Use yield for cleanup:

@pytest.fixture
def temp_file():
    path = Path("/tmp/test_file.txt")
    path.write_text("test")
    yield path
    path.unlink()  # Cleanup after test

Mocking

pytest-mock

Use the mocker fixture (not unittest.mock directly):

def test_api_call(mocker):
    mock_client = mocker.patch("myservice.api.external_client")
    mock_client.return_value.fetch.return_value = {"data": "test"}

    result = call_external_api()

    assert result == {"data": "test"}
    mock_client.return_value.fetch.assert_called_once()

Mock assertions:

mock_client.assert_called_once()
mock_client.assert_awaited_once_with(user=admin_user, project=project)
mock_client.assert_not_called()
assert mock_client.call_count == 1
assert mock_client.call_args.kwargs["id"] == "test_123"

Patching patterns:

# Patch where it's used, not where it's defined
mocker.patch("myservice.handlers.requests.get")

# Patch object attribute
mocker.patch.object(MyClass, "method", return_value="mocked")

# Patch with side effect
mocker.patch("module.func", side_effect=ValueError("error"))

Shared Mocks

Inline mocks β€” For simple, single-test mocks:

def test_payment(mocker):
    mock_stripe = mocker.patch("myservice.payments.stripe")
    mock_stripe.charge.return_value = {"id": "ch_123"}
    # test logic

Shared mocks β€” For complex fakes reused across multiple tests, create tests/mocks/ module:

# tests/mocks/fake_s3.py
class FakeS3Client:
    def __init__(self):
        self.storage = {}

    def put_object(self, Bucket, Key, Body):
        self.storage[f"{Bucket}/{Key}"] = Body

    def get_object(self, Bucket, Key):
        return {"Body": self.storage[f"{Bucket}/{Key}"]}

# tests/conftest.py
from tests.mocks.fake_s3 import FakeS3Client

@pytest.fixture
def fake_s3():
    return FakeS3Client()

freezegun (Time-Based Testing)

from freezegun import freeze_time

def test_session_expiry(session_service, admin_user):
    with freeze_time("2023-01-01 12:00:00"):
        session = session_service.create_session(user=admin_user)

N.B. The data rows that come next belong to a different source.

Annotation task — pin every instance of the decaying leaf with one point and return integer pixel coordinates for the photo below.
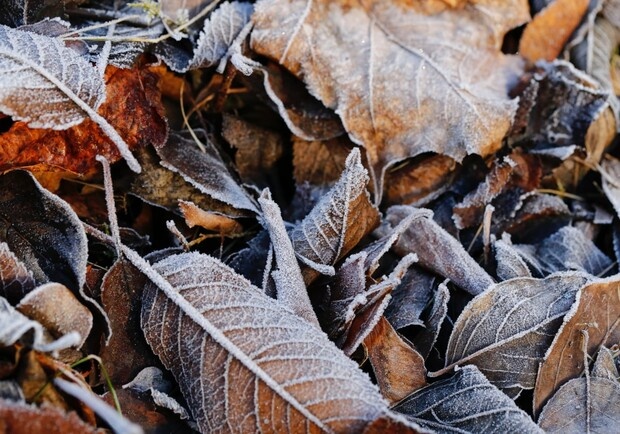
(436, 249)
(398, 367)
(506, 330)
(39, 88)
(353, 57)
(596, 311)
(271, 370)
(338, 222)
(58, 310)
(466, 403)
(15, 279)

    with freeze_time("2023-01-01 13:00:00"):  # 1 hour later
        assert session_service.is_expired(session) is True

testcontainers (Integration Tests)

PostgreSQL:

from testcontainers.postgres import PostgresContainer

@pytest.fixture(scope="module")
def postgres_container():
    with PostgresContainer("postgres:15") as postgres:
        yield postgres

@pytest.fixture
def db_session(postgres_container):
    engine = create_engine(postgres_container.get_connection_url())
    Base.metadata.create_all(engine)
    with Session(engine) as session:
        yield session
        session.rollback()

Redis:

from testcontainers.redis import RedisContainer

@pytest.fixture(scope="module")
def redis_container():
    with RedisContainer("redis:7") as redis:
        yield redis

Place container fixtures in tests/integration/conftest.py with scope="module" or scope="session".

Parametrization

Rule: Use pytest.mark.parametrize for inputs. If the test case requires more than 2 arguments, define a dataclass at module level.

Dataclass Placement

Define parametrization dataclasses after imports, before tests:

from dataclasses import dataclass, field
from typing import Any

import pytest

pytestmark = pytest.mark.unit


@dataclass
class ApiRequestCase:
    method: str
    path: str
    status_code: int
    response_data: dict[str, Any]
    request_kwargs: dict[str, Any] = field(default_factory=dict)
    assertion_checks: dict[str, Any] = field(default_factory=dict)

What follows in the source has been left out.